Ti è mai successo di guardarti allo specchio o di scattarti un selfie e di chiederti: “Sono davvero io?” Non sei l’unico. Anche se viviamo con il nostro volto da anni, molte persone rimangono scombussolate dal loro aspetto.
Questo fenomeno è più comune di quanto si possa pensare e ha una base scientifica. Nell’epoca digitale odierna, siamo continuamente esposti a immagini di noi stessi, dagli specchi ai selfie su ogni dispositivo.
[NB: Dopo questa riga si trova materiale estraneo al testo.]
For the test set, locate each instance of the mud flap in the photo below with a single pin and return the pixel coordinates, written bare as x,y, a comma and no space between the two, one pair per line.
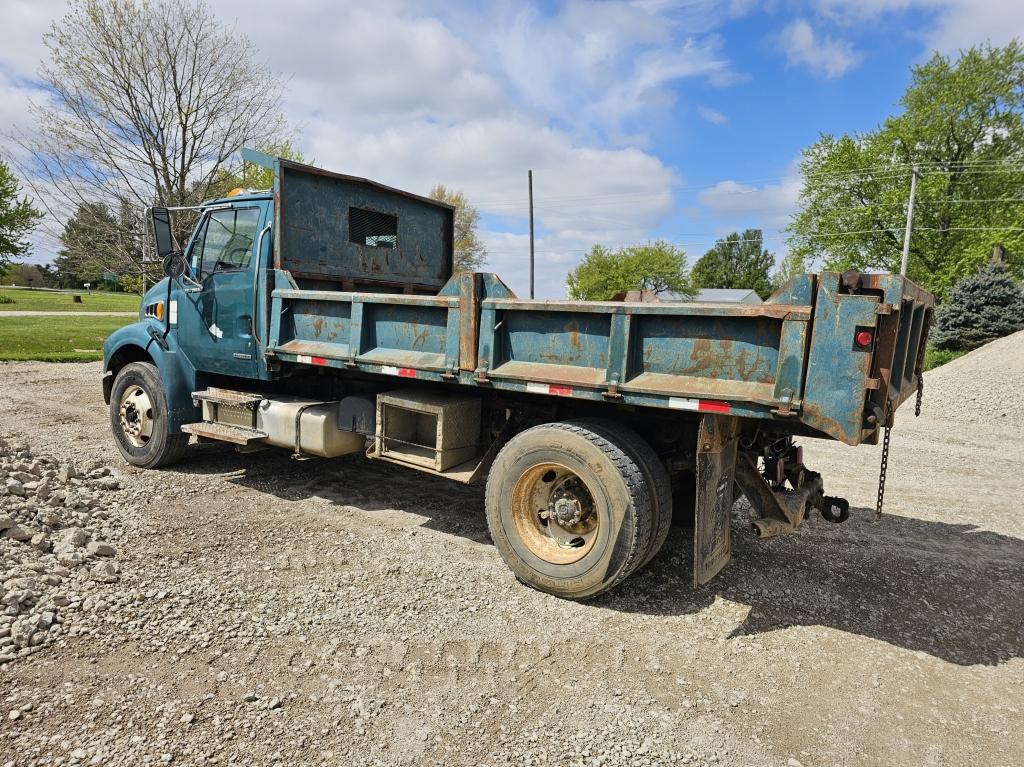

Un utente di Twitter ha descritto bene questa sensazione: “Non so come si chiama, ma qualcuno ha mai la sensazione di non sapere davvero che aspetto ha? Come se le foto che fai a te stesso e quelle scattate dagli altri o il riflesso nello specchio fossero tutte versioni diverse di te… ed è frustrante e confuso, ti fa venire voglia di piangere“.
Questa sensazione è condivisa da molti, come ha espresso un altro utente: “Non riesco più a riconoscermi. Mi guardo allo specchio e non vedo la persona che pensavo di essere negli ultimi mesi, è come se vedessi una persona completamente diversa“.
Il professor Nicholas Epley, specialista in scienze comportamentali alla Booth School of Business dell’Università di Chicago, fornisce una spiegazione interessante. Egli afferma: “Curiosamente, le persone non sanno davvero che aspetto hanno. L’immagine mentale che hanno di se stesse non coincide esattamente con la realtà“.
Uno studio condotto da Epley ed Erin Whitchurch, pubblicato su Sage Journals nel 2008, ha indagato questo fenomeno in modo approfondito. La ricerca, intitolata “Specchio, specchio sul muro: migliorare il riconoscimento di sé“, ha rivelato scoperte affascinanti su come ci percepiamo.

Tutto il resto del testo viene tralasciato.